Infection Control Annual Statement


This annual statement will be generated annually in July in accordance with the requirements of The Health and Social Care Act 2008 Code of Practice on the prevention and control of infections and related guidance. It summarises:

  • Any infection transmission incidents and any action taken (these will have been reported in accordance with our Significant Event procedure);
  • Details of any infection control audits undertaken and actions undertaken;
  • Details of any risk assessments undertaken for prevention and control of infection;
  • Details of staff training; and
  • Any review and update of policies, procedures and guidelines.

Infection Prevention and Control (IPC) Lead

Testvale Surgery has a Lead for Infection Prevention and Control: Sister Angela Palmer

The IPC Lead is supported by our Treatment Room lead doctor: Doctor Eve Davies

Sister Palmer has attended an IPC Lead training refresher course in October 2017 and keeps updated on infection prevention practice. She is attended the September 2017 infection prevention course to ensure her skills are updated.

Infection Transmission Incidents (Significant Events)

Significant events (which may involve examples of good practice as well as challenging events) are investigated in detail to see what can be learnt and to indicate changes that might lead to future improvements. Each significant event is registered by the staff member identifying the event and logged into DATIX, a software programme which the surgery uses to keep a record and share events

All significant events are reviewed in the quarterly significant event meetings, as well as every six months at Partners meetings. The learning from these meetings is cascaded to all relevant staff and West Hampshire CCG where required.

In the past year there have been no significant events raised that related to infection control.

Infection Prevention Audit and Actions

The Annual Infection Prevention and Control audit was completed by Sister Angela Palmer in conjunction with the Practice Manager in November 2017. As a result of the audit, the following issues have been identified at Testvale Surgery which requires improvement:

  • Seats in treatment room and consulting rooms to be modernised to fulfil modern infection control criteria;
  • Improvements to the domestic cleaning regime at the practice, including improved compliance with monitoring;
  • Improvements to the practice tap de-scaling regime;
  • General improvements to the storage of domestic cleaning equipment

These issues will be tackled over the next twelve months to ensure continual improvement in regard to infection control.

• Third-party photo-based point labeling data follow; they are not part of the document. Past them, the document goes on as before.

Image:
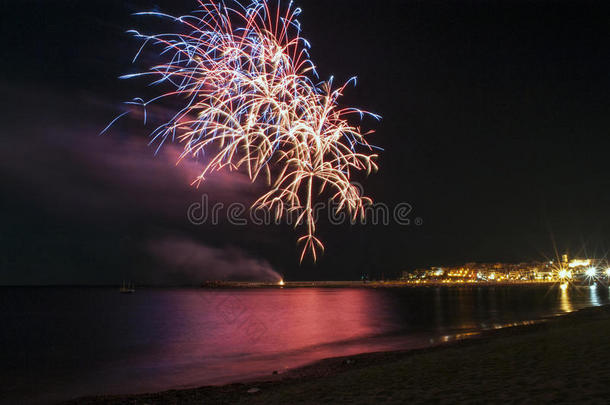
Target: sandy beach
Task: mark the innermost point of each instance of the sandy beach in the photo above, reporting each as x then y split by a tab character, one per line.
559	359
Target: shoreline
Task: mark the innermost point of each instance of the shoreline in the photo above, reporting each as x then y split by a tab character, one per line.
278	388
212	285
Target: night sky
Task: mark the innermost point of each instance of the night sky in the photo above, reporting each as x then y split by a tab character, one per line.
496	118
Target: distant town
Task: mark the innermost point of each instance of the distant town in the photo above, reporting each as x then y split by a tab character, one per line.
565	270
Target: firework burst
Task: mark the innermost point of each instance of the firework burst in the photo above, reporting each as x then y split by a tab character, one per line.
248	98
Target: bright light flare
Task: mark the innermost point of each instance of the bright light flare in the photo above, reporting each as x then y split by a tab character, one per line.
591	272
249	98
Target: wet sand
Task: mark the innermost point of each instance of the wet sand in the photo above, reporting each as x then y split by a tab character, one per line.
560	359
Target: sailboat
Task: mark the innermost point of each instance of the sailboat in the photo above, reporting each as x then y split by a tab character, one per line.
129	288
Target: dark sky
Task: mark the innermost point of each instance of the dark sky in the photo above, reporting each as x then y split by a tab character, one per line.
496	116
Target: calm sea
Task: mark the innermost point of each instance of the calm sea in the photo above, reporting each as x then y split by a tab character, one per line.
61	343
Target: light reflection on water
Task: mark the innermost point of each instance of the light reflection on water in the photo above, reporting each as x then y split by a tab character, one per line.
71	342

Testvale Surgery plan to undertake the following audits in 2017/18:

  • Phlebotomy audit
  • Infection Control audit
  • Domestic cleaning audit

Risk Assessments

Risk assessments are carried out so that best practice can be established and then followed. In the last year the following risk assessments were carried out / reviewed:

  • Legionella (Water) Risk Assessment: The practice continued work in relation to the water safety risk assessment to ensure that the water supply does not pose a risk to patients, visitors or staff. This has included adding water testing to our existing controls, as well as insulating water tanks and annual disinfection of the water supply;
  • Annual staff competency reviews have been introduced for staff members undertaking phlebotomy as a result of the phlebotomy audit;
  • Immunisation: The practice takes part in the National Immunisation campaigns for patients and offer vaccinations in house and via home visits to our patient population;

As part of our infection control policy, the practice has instigated quarterly in-house inspections of the cleaning regime to identify areas of good practice, as well as areas to improve on;


All our staff receive annual training in infection prevention and control. Online mandatory training is also available, which includes infection control for any new staff members, or those missing the face to face taught updates.

The Infection Control Lead attends the quarterly Infection Control and Practice Nurse meetings run by West Hampshire CCG.

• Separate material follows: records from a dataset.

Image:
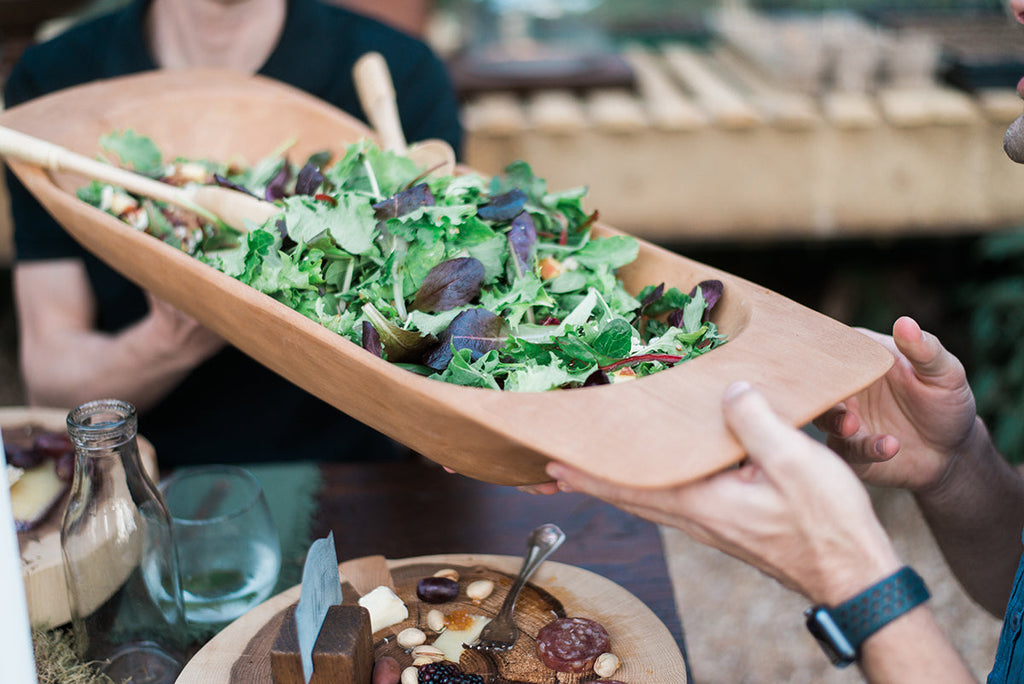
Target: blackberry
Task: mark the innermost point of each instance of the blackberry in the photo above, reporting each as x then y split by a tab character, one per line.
446	673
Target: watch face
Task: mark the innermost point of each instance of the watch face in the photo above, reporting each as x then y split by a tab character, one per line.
829	637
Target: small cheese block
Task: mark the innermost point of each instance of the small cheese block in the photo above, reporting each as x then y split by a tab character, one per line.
13	474
385	607
343	653
452	642
35	493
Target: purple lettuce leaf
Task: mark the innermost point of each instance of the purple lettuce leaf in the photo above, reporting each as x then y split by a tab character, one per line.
450	284
372	340
404	202
522	240
477	330
278	187
308	179
503	207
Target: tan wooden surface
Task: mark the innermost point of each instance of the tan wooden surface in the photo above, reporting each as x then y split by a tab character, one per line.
503	437
42	563
712	146
644	645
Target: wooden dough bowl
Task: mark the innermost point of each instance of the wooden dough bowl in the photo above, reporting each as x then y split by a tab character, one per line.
42	563
660	430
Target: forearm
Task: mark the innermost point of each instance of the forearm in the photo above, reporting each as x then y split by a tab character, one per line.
976	514
911	649
74	367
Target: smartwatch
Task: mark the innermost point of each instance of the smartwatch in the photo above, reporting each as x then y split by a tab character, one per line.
841	630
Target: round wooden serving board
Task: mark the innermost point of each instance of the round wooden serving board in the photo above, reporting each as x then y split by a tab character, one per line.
241	653
42	564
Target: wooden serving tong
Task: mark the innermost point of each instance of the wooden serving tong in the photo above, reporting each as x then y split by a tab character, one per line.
212	202
373	83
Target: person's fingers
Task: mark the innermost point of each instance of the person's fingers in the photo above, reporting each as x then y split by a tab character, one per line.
924	350
838	421
859	449
764	435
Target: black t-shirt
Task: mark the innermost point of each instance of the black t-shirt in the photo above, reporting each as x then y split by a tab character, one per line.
230	409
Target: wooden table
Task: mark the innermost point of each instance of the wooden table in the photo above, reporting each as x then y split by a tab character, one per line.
416	509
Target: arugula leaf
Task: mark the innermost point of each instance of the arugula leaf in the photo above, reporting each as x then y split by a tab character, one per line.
135	152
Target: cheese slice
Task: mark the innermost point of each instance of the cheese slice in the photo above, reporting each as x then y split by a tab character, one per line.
35	493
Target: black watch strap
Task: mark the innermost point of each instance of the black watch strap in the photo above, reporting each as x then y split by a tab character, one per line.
841	630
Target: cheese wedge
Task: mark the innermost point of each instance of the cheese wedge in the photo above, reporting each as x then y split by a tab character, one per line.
385	608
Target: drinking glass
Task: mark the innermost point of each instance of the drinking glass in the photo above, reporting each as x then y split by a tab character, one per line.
228	551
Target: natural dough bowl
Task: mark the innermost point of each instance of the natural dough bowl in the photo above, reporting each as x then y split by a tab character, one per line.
664	429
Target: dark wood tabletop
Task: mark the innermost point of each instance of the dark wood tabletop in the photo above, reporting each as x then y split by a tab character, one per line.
415	508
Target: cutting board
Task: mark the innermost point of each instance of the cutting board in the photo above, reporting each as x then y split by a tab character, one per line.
42	563
241	653
662	430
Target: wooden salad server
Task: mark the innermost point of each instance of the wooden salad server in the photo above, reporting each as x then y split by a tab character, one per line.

The practice uses the West Hampshire CCG Infection Control Policy. All Infection Prevention and Control related policies are in date for this year. There are no infection control related policies which are currently being updated.

Policies relating to Infection Prevention and Control are available to all staff and are reviewed and updated by West Hampshire CCG every three years or when advice, guidance and legislation changes. All policies and procedures are available to staff members on the desktop of each practice computer, so can be readily accessed if required.

Responsibilities and Review Date

It is the responsibility of each individual to be familiar with this Statement and their roles and responsibilities under this. The next review will take place in July 2018.